Information-Theoretic Probing with Minimum Description Length
This is the official repo for the EMNLP 2020 paper Information-Theoretic Probing with Minimum Description Length.
Read the official blog post for the details!
What is this about?
To measure how well pretrained representations (BERT, ELMO) encode some linguistic property, it is common to use accuracy of a probe, i.e. a classifier trained to predict the property from the representations. However, such probes often fail to adequately reflect differences in representations, and can show different results depending on a setting.
We look at this task from the information-theoretic perspective. Our idea can be summarized in two sentences.
Formally, as an alternative to the standard probes,
we propose information-theoretic probing which measures minimum description length (MDL) of labels given representations;
we show that MDL characterizes both probe quality and the amount of effort needed to achieve it;
we explain how to easily measure MDL on top of standard probe-training pipelines;
we show that results of MDL probes are more informative and stable than those of standard probes.
Interested? More details in the blog post or the paper.
This repo provides code to reproduce our experiments.
Description Length and Control Tasks
The control tasks paper argued that standard probe accuracy can be similar when probing for genuine linguistic labels and probing for random synthetic tasks (control tasks). To see reasonable differences in accuracy, the authors had to constrain the probe model size.
In our experiments, we show that MDL results are more informative, stable and do not require manual search for settings.
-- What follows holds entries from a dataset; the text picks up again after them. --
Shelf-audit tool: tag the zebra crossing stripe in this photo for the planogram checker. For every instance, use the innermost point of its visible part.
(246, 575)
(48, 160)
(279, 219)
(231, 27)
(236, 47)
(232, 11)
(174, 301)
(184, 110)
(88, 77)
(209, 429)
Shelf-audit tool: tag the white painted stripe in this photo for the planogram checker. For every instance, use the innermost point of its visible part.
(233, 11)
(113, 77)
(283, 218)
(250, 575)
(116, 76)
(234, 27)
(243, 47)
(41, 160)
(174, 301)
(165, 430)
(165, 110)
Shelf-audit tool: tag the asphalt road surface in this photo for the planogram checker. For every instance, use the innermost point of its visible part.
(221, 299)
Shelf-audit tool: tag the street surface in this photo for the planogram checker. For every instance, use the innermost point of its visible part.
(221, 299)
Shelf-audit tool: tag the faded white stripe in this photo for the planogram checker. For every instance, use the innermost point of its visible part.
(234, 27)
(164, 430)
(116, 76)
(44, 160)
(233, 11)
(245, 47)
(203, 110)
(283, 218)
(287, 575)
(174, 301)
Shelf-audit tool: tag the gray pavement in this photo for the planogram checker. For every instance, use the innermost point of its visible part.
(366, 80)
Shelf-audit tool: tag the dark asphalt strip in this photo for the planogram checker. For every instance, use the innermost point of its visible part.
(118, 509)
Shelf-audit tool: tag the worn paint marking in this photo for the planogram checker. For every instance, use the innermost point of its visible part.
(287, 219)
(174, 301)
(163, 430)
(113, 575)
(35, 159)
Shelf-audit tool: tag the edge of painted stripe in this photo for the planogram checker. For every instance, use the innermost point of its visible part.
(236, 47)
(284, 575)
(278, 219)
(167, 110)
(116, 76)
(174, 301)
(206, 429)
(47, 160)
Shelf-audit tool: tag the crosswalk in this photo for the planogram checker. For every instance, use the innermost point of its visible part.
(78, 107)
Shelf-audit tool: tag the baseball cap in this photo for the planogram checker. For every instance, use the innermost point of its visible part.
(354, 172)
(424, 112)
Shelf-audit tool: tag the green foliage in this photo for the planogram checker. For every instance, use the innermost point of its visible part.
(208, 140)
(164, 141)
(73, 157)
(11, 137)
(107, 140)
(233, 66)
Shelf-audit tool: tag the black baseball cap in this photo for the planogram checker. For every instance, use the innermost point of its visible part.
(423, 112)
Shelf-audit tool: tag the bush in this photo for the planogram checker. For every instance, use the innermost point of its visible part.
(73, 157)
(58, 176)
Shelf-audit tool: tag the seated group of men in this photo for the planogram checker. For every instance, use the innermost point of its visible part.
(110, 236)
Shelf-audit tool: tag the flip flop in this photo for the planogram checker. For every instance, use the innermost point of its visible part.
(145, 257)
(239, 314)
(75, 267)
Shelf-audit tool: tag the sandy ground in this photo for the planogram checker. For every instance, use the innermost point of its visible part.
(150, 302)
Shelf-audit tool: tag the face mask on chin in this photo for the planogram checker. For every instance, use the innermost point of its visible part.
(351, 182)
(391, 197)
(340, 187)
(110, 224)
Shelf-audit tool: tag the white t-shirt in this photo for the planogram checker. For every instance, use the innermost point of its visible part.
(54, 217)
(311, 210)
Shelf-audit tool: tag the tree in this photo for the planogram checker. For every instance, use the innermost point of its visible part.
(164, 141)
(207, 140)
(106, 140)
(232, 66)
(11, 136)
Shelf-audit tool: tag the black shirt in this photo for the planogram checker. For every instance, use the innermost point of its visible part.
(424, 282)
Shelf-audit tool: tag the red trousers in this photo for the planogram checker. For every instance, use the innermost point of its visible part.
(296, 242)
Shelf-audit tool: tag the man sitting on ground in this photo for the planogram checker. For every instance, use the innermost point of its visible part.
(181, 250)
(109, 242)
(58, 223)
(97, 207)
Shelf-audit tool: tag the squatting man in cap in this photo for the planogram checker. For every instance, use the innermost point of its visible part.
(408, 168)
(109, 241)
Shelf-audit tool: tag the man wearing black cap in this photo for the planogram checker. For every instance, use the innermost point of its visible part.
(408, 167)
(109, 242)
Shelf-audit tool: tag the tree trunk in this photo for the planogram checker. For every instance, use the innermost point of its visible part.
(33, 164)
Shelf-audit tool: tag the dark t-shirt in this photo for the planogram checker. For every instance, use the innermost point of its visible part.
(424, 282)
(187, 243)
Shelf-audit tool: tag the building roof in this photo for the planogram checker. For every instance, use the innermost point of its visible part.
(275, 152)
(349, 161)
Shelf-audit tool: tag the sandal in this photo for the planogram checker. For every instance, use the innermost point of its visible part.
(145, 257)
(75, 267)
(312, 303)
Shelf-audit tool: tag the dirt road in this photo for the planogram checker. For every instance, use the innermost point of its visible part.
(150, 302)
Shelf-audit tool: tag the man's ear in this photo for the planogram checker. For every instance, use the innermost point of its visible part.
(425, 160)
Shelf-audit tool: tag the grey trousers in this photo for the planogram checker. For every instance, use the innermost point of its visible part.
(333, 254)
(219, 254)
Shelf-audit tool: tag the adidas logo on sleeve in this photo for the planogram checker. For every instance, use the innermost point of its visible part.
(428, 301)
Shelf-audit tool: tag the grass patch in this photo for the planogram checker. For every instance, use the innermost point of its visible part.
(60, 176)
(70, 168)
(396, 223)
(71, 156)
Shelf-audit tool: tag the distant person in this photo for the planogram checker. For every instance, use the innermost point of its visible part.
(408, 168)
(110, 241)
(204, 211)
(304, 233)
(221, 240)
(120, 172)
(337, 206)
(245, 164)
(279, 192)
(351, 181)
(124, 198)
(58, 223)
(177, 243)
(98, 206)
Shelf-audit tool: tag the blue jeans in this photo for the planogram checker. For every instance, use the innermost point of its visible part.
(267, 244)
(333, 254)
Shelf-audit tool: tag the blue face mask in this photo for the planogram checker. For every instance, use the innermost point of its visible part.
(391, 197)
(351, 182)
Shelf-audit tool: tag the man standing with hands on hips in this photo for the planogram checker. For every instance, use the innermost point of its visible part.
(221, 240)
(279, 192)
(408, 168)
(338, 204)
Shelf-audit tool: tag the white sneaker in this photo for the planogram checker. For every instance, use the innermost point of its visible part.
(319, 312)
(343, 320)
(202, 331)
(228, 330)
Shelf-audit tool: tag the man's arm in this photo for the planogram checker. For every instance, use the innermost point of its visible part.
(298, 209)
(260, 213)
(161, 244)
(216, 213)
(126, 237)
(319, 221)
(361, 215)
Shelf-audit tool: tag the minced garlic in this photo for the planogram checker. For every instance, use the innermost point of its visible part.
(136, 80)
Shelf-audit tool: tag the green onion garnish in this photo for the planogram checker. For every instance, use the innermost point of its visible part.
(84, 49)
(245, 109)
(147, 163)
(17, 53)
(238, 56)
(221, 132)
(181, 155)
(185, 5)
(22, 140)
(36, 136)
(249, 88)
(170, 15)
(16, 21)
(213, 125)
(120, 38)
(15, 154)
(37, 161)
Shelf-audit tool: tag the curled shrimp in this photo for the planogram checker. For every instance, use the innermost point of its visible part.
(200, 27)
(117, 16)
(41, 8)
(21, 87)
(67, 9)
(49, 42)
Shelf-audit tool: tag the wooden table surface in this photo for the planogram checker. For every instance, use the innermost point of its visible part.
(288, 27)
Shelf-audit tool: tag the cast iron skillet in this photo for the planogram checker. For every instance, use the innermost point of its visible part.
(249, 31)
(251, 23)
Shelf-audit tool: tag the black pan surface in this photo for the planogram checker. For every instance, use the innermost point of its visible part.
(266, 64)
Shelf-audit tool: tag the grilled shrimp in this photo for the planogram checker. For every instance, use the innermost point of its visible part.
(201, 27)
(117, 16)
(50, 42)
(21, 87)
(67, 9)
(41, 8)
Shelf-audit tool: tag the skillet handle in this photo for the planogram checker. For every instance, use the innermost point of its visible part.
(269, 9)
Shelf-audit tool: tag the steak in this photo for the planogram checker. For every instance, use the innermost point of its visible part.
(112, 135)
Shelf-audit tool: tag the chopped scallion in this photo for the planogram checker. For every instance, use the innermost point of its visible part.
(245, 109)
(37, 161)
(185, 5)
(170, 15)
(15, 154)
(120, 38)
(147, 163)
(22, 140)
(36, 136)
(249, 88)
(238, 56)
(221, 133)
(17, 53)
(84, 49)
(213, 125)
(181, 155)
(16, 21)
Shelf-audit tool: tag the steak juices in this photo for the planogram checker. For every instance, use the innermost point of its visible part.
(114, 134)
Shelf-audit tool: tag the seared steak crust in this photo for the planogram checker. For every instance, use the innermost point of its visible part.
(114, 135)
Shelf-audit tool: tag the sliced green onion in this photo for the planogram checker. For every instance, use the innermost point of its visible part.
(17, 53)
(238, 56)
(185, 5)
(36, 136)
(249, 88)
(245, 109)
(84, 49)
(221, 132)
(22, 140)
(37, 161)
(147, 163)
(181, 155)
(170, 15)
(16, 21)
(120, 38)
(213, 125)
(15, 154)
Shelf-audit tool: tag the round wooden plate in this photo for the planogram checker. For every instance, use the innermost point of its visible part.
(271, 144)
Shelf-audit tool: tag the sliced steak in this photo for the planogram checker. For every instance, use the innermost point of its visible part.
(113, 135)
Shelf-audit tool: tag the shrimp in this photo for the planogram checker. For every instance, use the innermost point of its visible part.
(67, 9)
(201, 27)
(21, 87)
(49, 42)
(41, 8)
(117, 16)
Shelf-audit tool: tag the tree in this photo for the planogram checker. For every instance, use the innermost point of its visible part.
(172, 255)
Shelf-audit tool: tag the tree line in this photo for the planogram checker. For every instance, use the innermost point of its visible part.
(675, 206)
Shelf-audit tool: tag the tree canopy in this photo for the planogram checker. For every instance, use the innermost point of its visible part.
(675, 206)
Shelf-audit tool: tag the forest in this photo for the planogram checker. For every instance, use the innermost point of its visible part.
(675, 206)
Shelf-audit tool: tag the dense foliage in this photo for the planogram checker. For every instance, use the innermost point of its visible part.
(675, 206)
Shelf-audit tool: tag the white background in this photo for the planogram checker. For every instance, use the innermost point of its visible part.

Description Length and Random Models
Several papers argued that accuracy of a probe does not sufficiently favour pretrained representations over randomly initialized ones. In this part, we conduct experiments with pretrained and randomly initialized ELMO for 7 tasks from the edge probing paper: PoS tagging, syntactic constituent and dependency labeling, named entity recognition, semantic role labeling, coreference resolution, and relation classification.
Here we also show that MDL results are more informative.